5) Dates. A date is kind of a combination of a party and an interview, so this makes sense. But something Neil Gaiman mentions takes this a step further: the best storytellers don’t impress through recounting achievements, or entertain with polished jokes. The best storytellers give you honest and a glimpse of the soul. I often joke that it takes six months of dating a woman to know all her flaws, but men will have them all on display on the first date. When you go on a date with a writer, however, you get to see all the way inside them, the good and the bad and the vulnerable, within the first few stories. Hopefully you like what you see!

6) The Doctor’s Office.  Doesn’t it seem weird that, no matter how much you’ve written down or told the nurse, the doctor still comes in and says, “So tell me what’s going on.” That’s because she’s trying to get the symptoms and potential causes unfiltered. How you explain what the problem is tells her important things about a potential diagnosis. The key for your physician, as it is for readers, is all the little, telling details.

7) Therapy.  Describing how you got yourself into your situation and how you feel about it is the key to getting better. Knowing which stories carry emotional weight and why is a skill everyone in therapy wishes they had. Plus, you have an outlet beyond an hour of therapy a week for getting those stories out.

8) Jury Pools. Being a good storyteller is useful in every part of the legal process, because it’s stories that convince people. But the place it’s most likely to come up for a writer, who is mostly likely not a lawyer or a criminal, is in a jury room. Your job is to assemble the facts you’ve been given into a story that you and the rest of your fellow jurors can understand.
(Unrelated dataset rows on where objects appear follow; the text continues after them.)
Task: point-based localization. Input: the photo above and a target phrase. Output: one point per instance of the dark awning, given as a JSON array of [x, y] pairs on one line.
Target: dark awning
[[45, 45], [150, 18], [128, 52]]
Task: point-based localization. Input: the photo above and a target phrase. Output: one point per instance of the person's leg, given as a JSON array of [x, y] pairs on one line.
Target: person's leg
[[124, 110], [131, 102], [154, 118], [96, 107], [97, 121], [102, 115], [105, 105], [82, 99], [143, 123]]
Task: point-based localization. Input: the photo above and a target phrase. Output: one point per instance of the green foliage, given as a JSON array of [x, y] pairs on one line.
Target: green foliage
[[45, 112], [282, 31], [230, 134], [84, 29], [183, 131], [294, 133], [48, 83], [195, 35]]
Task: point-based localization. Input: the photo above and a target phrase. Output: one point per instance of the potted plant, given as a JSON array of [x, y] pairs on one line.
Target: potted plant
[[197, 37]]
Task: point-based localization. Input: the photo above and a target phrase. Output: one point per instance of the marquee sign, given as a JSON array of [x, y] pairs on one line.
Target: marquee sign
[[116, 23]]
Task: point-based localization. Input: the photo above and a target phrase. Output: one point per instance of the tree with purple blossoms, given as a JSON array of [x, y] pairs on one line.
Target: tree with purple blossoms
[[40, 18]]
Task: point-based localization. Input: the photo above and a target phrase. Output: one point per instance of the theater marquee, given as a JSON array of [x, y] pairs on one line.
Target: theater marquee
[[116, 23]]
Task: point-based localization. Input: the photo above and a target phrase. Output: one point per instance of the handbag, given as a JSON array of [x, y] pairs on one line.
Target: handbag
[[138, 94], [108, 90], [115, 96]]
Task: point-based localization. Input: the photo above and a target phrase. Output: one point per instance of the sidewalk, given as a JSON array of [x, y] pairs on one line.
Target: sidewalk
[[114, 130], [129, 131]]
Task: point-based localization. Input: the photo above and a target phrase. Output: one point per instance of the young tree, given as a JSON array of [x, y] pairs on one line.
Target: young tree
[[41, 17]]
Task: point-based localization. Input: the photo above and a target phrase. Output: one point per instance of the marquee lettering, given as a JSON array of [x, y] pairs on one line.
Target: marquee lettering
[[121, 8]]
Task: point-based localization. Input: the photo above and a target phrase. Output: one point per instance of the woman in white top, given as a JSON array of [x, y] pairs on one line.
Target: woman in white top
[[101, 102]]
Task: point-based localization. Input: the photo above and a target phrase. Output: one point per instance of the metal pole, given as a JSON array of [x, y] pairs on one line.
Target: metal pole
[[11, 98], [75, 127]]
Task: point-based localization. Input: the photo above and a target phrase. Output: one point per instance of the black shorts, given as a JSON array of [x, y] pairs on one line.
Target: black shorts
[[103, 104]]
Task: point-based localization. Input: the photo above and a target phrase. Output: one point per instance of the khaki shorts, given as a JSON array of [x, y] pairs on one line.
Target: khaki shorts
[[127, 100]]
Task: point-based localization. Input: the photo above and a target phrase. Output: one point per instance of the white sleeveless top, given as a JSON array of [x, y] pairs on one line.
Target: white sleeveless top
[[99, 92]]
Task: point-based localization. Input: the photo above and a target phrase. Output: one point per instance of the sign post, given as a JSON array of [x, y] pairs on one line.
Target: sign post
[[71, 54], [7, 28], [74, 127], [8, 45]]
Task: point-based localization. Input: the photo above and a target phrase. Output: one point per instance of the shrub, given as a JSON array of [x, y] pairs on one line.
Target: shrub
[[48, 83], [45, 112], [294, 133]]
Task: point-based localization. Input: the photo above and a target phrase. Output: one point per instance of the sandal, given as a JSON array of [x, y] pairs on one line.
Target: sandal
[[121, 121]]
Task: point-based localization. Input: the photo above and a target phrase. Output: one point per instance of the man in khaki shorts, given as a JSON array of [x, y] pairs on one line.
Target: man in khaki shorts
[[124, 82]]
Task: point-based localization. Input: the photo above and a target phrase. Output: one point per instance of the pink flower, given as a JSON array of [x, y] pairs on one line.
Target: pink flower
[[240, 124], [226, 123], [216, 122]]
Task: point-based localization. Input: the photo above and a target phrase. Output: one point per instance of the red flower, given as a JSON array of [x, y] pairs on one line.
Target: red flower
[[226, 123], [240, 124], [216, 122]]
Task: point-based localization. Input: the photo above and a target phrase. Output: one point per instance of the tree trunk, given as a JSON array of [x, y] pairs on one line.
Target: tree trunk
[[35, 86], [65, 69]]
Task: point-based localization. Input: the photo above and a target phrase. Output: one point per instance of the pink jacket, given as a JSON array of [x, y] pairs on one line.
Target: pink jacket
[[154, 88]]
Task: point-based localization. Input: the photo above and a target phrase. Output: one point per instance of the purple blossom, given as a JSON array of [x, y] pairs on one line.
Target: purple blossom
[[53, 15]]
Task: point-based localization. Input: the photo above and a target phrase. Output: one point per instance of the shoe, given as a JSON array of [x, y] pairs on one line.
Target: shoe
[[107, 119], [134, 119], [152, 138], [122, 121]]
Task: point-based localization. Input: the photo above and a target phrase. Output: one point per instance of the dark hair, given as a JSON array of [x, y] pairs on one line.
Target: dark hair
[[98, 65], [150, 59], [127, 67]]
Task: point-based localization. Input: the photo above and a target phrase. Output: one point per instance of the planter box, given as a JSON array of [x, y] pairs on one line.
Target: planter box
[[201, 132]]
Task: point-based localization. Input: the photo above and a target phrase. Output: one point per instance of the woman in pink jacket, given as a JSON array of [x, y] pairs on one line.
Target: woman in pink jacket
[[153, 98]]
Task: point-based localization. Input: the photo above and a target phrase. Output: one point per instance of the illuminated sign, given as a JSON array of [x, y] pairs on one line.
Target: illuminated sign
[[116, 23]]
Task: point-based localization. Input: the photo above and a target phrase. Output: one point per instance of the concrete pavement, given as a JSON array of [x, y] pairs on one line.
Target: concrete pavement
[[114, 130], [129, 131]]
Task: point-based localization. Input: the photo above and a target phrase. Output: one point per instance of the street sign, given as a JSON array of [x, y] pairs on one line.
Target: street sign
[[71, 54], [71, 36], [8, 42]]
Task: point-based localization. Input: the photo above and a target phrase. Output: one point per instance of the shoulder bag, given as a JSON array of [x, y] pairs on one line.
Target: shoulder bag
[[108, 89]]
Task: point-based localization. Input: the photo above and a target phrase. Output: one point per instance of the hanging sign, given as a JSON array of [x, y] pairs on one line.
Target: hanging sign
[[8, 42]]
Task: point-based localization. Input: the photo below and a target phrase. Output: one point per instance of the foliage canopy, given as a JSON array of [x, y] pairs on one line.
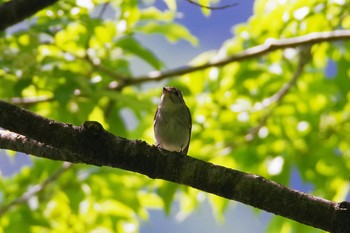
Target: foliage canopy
[[72, 62]]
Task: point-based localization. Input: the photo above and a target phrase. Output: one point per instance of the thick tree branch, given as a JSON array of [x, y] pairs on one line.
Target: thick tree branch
[[17, 142], [269, 46], [15, 11], [93, 145]]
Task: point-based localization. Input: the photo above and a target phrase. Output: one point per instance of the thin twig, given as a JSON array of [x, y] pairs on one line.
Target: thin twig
[[36, 189], [212, 7], [28, 101], [271, 45]]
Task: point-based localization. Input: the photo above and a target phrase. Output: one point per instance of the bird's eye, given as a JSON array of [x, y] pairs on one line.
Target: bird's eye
[[177, 93]]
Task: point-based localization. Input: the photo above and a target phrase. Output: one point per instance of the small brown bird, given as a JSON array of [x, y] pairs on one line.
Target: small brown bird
[[172, 122]]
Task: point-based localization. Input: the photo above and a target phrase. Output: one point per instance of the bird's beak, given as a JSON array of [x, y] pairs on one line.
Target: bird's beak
[[166, 91]]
Plus, you have to poke holes in the narrative, making sure it all fits together and that there’s no other way this story can be told. If that isn’t a job for a writer, what is?

9) Political Campaigns. Ask someone who has donated to a political campaign why they gave money to that guy, and they’ll tell you a story. Maybe it’s about something the world has done to them or their company, or maybe it’s something appealing about the candidate’s accomplishments or biography. What matters is that politics is about stories. The politicians who know how to turn their ideas and policies into stories are the politicians who win every race. But even in their organization, from campaign manager to volunteer door knockers, it’s the storytellers who get citizens excited to go to the polls.

10) The DMV.  Stick a bunch of people in a room with no reading material, dying phones, a long wait, and only strangers to talk to, and you get a lot of bored people. Except the writers. They’re too busy working on their stories in their head, imagining the narrative of their own amazing future success, or creating imaginary lives for the people around them.